The power to prescribe what property shall be taxed implies the power to prescribe what property shall be exempt. Wisconsin Central R. Co. v. Taylor County, 52 Wis. 37, 8 N.W. 833; Commonwealth v. Richmond P. R. Co., 81 Va. 355; Richmond v. Richmond D. R. Co., 21 Gratt. (62 Va.) 604.
The Superior Court has found that the Act in question is constitutional, and that the plaintiff on and before October 1st, 1913, had fully complied with the conditions and requirements of the Act of 1911. If these conclusions were correct, the plaintiff had the lawful right to allow his property to remain as a pasture lot, or to change it into a tree plantation. The election properly belonged to him, and his motive in making the change was unimportant. "Where there is a legal right to do a certain act, the motive which induces the exercise of the right is of no importance." Fisher, Brown Co. v. Fielding, 67 Conn. 91, 106, 31 A. 714.

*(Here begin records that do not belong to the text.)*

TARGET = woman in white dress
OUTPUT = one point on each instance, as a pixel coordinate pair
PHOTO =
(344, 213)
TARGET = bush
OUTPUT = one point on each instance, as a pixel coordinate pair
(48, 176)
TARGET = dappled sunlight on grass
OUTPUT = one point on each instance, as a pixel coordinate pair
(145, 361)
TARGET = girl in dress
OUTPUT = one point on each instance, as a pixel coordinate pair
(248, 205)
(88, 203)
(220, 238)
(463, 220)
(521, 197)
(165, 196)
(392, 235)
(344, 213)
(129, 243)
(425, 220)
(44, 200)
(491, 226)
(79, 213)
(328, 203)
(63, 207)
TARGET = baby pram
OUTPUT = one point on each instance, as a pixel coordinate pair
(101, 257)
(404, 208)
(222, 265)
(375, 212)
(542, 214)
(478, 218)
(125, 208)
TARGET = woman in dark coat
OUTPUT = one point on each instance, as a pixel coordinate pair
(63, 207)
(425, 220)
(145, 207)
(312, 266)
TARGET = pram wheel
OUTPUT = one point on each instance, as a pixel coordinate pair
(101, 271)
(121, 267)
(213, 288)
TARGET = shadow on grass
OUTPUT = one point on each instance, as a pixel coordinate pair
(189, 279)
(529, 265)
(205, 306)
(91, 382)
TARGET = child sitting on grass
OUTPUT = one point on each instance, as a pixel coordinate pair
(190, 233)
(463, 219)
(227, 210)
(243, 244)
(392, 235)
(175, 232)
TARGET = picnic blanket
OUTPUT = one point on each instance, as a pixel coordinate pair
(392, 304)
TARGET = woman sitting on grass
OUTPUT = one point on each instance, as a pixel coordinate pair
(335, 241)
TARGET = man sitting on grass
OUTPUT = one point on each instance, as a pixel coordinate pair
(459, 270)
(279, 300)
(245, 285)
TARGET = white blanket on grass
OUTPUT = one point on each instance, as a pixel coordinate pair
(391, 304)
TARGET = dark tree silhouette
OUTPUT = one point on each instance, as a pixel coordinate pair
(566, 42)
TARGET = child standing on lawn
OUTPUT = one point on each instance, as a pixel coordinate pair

The defendant town also contends that it appears from the facts found that the plaintiff did not comply with the terms of the statute in question. To secure this exemption it should appear that the plaintiff fairly complied with the conditions of the statute under which the exemption was claimed. The plaintiff's land was reasonably adapted for a tree plantation. The size and character of the trees were approved by the State forester and other expert foresters. They were planted in number and manner which met with the sanction of competent and proper authorities. The plaintiff continued this tract of land as a tree plantation from the spring of 1912 until the commencement of this action in March, 1914. Before October 1st, 1913, he had made an application to the State forester, claiming the exemption of this land from taxation. This official, after an extensive inquiry and consultation with the Attorney-General of the State, issued a certificate of exemption in compliance with the law. It is not for us to determine whether or not the plaintiff may not forfeit his right to immunity from taxation by a failure to continue his property as a tree plantation in compliance with the Act of 1911. It is sufficient to say that under the conditions as they existed October 1st, 1913, the court below was fully warranted in reaching the conclusion that the plaintiff had fully complied with this legislative enactment, and that this land was exempt from taxation at that time.